It was the most dangerous step of the day.
Perched on a concrete pier 60 feet above I-280, Mike Moreau and Mike Phillips guided the front of the crane's dangling underbridge into place.
Sitting atop the underbridge, about 100 feet away, Robert Lipinski, Jr., and Arden Clark watched the chains of a special trolley that moved the underbridge into place.
They were an inch away.
Then came the collapse.
Three of the ironworkers died instantly. A fourth died two days later. And the rest of their crew would be injured or stunned.
The Ohio Department of Transportation would collect the accounts of 21 workers near the crane that day.
The Blade obtained those statements and conducted interviews with several people familiar with the collapse, to piece together what happened that bitterly cold Monday.
The crew of the crane, known as LG2, had spent the morning slowly moving its underbridge as far out as it needed to go to clear the middle pier. They had extended the underbridge's rear leg brace to attach to the side of that middle pier. And, after a lunch break, they had begun easing the underbridge backward to set it in place.
Several ironworkers told The Blade it was the most dangerous part of the launch because much of the crane's weight was left to dangle ahead of the main truss until the underbridge could be tied down.
Mr. Moreau and Mr. Phillips were waiting to anchor the underbridge's front legs. Standing on the next pier south, ironworkers Joel Kolling and Roger Henneman were watching the underbridge's rear legs, while Mr. Lipinski and Mr. Clark sat atop the underbridge itself.
Ironworker Josh Collins stood on a catwalk just below Mr. Kolling and Mr. Henneman. And Al Hedge, the crane operator, stood on the main truss behind the front leg, controlling the slow reverse of the underbridge.
Then came a strange noise.
Mr. Kolling, the foreman, described it to investigators as "more of a snapping-type noise or metallic noise."
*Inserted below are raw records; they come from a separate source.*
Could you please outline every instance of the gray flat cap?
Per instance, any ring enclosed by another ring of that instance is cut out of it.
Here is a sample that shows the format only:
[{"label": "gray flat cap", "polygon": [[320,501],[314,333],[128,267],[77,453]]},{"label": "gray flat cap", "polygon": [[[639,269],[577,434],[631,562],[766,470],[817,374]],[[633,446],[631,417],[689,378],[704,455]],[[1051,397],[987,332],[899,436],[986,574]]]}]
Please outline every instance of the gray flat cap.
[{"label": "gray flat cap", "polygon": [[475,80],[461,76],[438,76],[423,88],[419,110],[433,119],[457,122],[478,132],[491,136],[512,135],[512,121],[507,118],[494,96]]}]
Mr. Kolling told the crane operator to stop. Then, the foreman said he untied his safety harness "out of a bad habit," walked around the pier, and investigated the sound.
Mr. Henneman told investigators that he heard a sound like a chain snapping, and a few seconds after that, the crane fell.
Gaspare "Gomez" Pirrone, who operated LG2's sister crane, told investigators that he saw the front of LG2's underbridge fall first.
But most workers in the vicinity heard the collapse before they saw it. One described it as a shotgun blast. Another said it sounded like a dumpster falling off a truck and rolling down the highway.
Mr. Moreau, Mr. Phillips, and Mr. Lipinski were pronounced dead at the scene. Mr. Clark was rushed to the hospital and died two days later.
Mr. Hedge, the crane operator, was injured as he rode the main truss to the ground. Mark Buck, operating another crane below LG2, broke a foot when he jumped to the ground after hearing the collapse and seeing the bigger crane move.
Mr. Collins suffered vertebrae injuries as he plummeted to the ground with the catwalk on which he had been standing.
And, on top of that middle pier, Mr. Henneman, with his safety harness still attached to the truss, would spin around to see the crane falling and be slammed to the pier, the harness cable breaking his leg.
"He felt his chest burning," according to his paraphrased statement to investigators. "[A cable] pinned him down as if it were trying to pull him into the hole."
A few feet away, Mr. Kolling watched the crane fall around him. Debris knocked his hard hat off his head. He forgot he'd untied his safety harness from the crane, so in a split-second he watched the crane fall and he assumed he'd be next. "I thought, 'This is it. I'm getting pulled in,'●" he told The Blade.
Then, he realized his "bad habit" had saved him. Just then, Mr. Henneman had a bout of luck too.
His safety cable snapped, leaving him safely on the swaying pier instead of pulling him to the ground. To ensure he couldn't be dragged down anyway, Mr. Kolling cut Mr. Henneman's safety harness off.
But, as the helicopters from TV stations soon buzzed around the site, the pair would sit up there dazed and wondering just what had happened to doom some of their crew.